Glossary

apoenzyme An enzyme without its obligate cofactor, which is therefore inactive.

carrier-mediated release Nonsynaptic release (usually of a neurotransmitter) by a plasma membrane transporter.

GABA g-Aminobutyric acid; the major inhibitory neurotransmitter of the central nervous system; also found in extraneuronal tissues (e.g., the pancreas and reproductive tracts).

GABA receptor A protein that binds GABA and initiates downstream effects.

GABA-T GABA-transaminase; enzyme that degrades GABA.

GABA transporter A protein that moves GABA across either the plasma membrane or the vesicular membrane.

GAD Glutamic acid decarboxylase; enzyme that converts glutamate to GABA.

holoenzyme An enzyme bound to its obligate cofactor, which is therefore active.

inhibitory neurotransmitter A neurotransmitter that, when it activates its postsynaptic receptor, decreases the probability that the postsynaptic cell will fire.

phasic inhibition Short-term (milliseconds) decrease in excitability of a cell, usually synaptically mediated.

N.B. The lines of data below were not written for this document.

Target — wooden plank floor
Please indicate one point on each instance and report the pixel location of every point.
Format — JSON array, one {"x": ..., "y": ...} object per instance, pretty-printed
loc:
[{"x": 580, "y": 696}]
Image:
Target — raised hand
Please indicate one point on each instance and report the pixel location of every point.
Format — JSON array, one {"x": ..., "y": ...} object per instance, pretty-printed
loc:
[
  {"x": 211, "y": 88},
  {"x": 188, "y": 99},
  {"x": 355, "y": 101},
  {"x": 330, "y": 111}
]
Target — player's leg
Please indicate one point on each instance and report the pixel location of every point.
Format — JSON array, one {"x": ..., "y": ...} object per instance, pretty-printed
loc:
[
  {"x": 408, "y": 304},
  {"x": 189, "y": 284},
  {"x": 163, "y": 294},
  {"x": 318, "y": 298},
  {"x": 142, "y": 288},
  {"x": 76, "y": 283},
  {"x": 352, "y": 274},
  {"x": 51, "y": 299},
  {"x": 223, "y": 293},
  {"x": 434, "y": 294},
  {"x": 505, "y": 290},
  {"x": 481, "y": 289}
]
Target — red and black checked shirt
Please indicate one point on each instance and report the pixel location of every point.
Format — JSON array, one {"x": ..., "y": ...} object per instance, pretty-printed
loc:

pyridoxal phosphate Vitamin B6; a cofactor required for GAD activity.

receptor agonist A substance that binds to a receptor and mimics or enhances the receptor response.

receptor antagonist A substance that binds to a receptor and blocks or decreases the receptor response.

tonic inhibition Long-lasting decrease in the overall excitability of a cell or cells, usually extrasynaptically mediated.

GABA (g-aminobutyric acid; 4-aminobutyric acid) is an inhibitory amino acid neurotransmitter. Three separate groups published the first reports of GABA in the brain in 1950, although its function as a neurotransmitter was not recognized until later. Eugene Roberts, the author of one of the first reports, identified GABA in the course of chromatographic studies on the amino acid profiles of murine neuroblastomas. GABA from potatoes was used as a standard and comigrated with an unknown substance isolated from the tumors. Roberts rigorously pursued his studies of GABA synthesis and degradation in the brain and GABA is now recognized as the most prominent inhibitory neurotransmitter in the central nervous system (CNS).